A veces la vida nos regala sorpresas inesperadas. Mi historia comenzó una noche mientras dormía, cuando mi buena amiga me hacía preguntas que yo contestaba dormido.

Life Lessons

A veces la vida nos regala sorpresas inesperadas. Mi historia comenzó una noche mientras dormía, y mi buena amiga me hacía preguntas que yo respondía en sueños. Una vez me preguntó: «¿Qué te gustaría tener más que nada, un Maserati o algún otro coche de lujo?» Yo solo murmuré en respuesta: «Un saxofón». Al día siguiente, me lo contó, y esa pequeña charla nocturna, aparentemente insignificante, cambió mi vida para siempre.

Siempre fui un gran admirador de Jimi Hendrix y The Rolling Stones, y el rock fue mi pasión. Sin embargo, la guitarra nunca me resultó «mía». La música siempre fue importante, pero el instrumento debía ser aquel que realmente pudiera transmitir mis emociones. Entonces pensé: «¿Por qué no el saxofón?» Parecía inesperado, pero también la elección más acertada.

Desde ese momento, todo cambió. Empecé a tocar el saxofón, asistí a talleres y estudié en el conservatorio. La música se convirtió en mi verdadera vocación. A lo largo de mi carrera, tuve la suerte de compartir escenario con artistas como Paco de Lucía y Enrique Morente. Esos encuentros me enseñaron que la música no es solo técnica o instrumento, sino una forma de comunicación, un lenguaje universal.

Sin embargo, los últimos años los he pasado en las calles de Madrid, interpretando mis composiciones para los transeúntes. Hoy soy uno de los últimos músicos callejeros de España. Antes, las actuaciones dejaban algún beneficio: la gente se detenía, escuchaba, agradecía y dejaba unas monedas. Ahora, la mayoría pasa de largo, como si yo no existiera. Pero ni eso me detiene. Sigo tocando porque la música es vida en sí misma.
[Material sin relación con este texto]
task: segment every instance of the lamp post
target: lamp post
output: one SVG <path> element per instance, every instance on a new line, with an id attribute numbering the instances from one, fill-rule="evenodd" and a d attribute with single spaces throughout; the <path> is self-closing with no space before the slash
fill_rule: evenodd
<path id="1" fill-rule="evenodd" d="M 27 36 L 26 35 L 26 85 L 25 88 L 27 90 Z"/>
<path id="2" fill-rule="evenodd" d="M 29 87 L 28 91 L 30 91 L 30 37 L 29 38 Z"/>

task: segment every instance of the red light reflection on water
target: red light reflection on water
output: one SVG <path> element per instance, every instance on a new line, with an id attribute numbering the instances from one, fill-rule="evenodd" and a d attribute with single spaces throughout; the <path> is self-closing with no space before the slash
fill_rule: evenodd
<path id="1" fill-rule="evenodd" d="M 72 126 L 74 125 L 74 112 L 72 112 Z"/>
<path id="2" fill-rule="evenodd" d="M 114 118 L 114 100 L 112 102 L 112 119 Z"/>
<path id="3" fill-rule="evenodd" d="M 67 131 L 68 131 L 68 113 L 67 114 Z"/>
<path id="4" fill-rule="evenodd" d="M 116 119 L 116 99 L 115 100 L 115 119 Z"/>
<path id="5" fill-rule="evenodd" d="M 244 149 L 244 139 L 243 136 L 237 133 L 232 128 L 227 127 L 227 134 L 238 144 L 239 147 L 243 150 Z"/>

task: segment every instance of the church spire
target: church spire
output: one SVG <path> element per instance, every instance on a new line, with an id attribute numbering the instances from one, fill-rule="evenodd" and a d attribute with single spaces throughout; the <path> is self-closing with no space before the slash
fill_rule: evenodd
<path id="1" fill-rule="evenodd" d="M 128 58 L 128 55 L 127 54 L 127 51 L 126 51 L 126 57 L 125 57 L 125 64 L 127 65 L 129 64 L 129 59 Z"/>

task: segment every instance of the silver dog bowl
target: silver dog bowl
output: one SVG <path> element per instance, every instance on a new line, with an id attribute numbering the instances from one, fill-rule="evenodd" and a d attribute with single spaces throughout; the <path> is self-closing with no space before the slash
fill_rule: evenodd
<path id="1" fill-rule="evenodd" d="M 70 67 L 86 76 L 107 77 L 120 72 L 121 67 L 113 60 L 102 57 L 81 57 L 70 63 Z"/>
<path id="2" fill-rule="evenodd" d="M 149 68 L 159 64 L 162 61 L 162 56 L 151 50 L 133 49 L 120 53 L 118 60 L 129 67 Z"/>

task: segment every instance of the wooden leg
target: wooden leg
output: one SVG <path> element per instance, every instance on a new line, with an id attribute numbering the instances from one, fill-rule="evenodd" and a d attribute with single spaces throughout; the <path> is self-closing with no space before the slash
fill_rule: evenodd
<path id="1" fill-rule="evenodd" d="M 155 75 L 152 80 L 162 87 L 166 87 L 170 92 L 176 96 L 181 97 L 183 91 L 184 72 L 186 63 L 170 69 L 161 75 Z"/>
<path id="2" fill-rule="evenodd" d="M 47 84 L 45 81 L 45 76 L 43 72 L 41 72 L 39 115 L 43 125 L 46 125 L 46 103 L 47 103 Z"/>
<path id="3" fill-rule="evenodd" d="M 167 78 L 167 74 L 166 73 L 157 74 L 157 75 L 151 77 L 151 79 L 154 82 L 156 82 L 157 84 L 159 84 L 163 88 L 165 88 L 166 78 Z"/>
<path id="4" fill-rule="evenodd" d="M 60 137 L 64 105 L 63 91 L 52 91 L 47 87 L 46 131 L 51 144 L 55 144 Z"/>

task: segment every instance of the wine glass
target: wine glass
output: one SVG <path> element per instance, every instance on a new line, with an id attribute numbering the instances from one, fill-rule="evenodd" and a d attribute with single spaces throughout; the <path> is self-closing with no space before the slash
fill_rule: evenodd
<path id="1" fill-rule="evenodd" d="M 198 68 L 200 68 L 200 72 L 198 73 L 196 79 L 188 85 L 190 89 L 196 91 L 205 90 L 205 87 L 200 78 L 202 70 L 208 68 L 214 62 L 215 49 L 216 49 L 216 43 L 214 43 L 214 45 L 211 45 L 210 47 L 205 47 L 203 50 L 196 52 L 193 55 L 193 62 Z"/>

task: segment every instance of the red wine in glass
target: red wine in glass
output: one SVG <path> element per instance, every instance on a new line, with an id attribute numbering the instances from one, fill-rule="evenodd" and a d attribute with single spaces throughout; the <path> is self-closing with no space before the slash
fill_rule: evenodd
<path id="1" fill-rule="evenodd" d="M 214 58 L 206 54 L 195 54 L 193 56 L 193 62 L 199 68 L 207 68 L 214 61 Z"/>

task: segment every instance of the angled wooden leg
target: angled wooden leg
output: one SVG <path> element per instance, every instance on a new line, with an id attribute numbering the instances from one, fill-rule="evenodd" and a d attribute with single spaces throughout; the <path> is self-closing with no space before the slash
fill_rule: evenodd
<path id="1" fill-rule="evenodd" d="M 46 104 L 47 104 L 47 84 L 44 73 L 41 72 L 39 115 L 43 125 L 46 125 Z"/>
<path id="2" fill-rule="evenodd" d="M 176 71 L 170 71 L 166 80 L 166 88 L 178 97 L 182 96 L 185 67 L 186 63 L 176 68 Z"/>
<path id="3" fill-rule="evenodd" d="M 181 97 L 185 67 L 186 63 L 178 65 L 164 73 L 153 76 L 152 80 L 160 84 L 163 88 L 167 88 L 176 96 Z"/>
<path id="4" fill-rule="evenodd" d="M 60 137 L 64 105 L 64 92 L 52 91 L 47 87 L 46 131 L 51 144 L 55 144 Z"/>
A mis 72 años, aún salgo con el saxofón en mano, incluso cuando el termómetro marca cinco grados. Podría parecer difícil, pero siento una armonía total: la música me da energía, y los oyentes fugaces, aunque solo escuchen un instante, me inspiran a continuar. Cada nota, cada sonido, es un pedazo de mi alma que comparto, aunque no siempre lo perciban.

La música, especialmente el saxofón, me ha enseñado paciencia, disciplina y honestidad. Al tocar en la calle, no hay escenario ni focos; solo tú, el instrumento y el bullicio de la ciudad. En esa sencillez hay una belleza incalculable: la conexión verdadera, auténtica y sin artificios. Es un recordatorio de que la esencia de la música no está en los aplausos, sino en su capacidad de conmover, de detener por un instante el ritmo frenético del día.

A menudo recuerdo aquella noche en que, medio dormido, murmuré «saxofón». ¿Quién diría que una palabra susurrada en sueños cambiaría todo? Me abrió un nuevo camino, me convirtió en músico, me regaló millones de momentos de alegría y cientos de encuentros con personas extraordinarias.

Quizás lo importante no es lo que tienes, sino lo que haces. A veces la respuesta llega de forma inesperada: en un sueño, en una señal, en quienes te comprenden. Mi historia con el saxofón es una historia de pasión, perseverancia y de que nunca es tarde para seguir tu vocación.

Aunque el mundo cambie y la gente parezca menos atenta, la música perdura. Une, sana e inspira. Soy feliz por seguir tocando, por salir a la calle incluso con frío, y ver cómo un poco de su magia llega a los que pasan. Porque la música es vida, y mientras pueda exhalar notas a través del saxofón, estaré vivo, lleno de energía y alegría.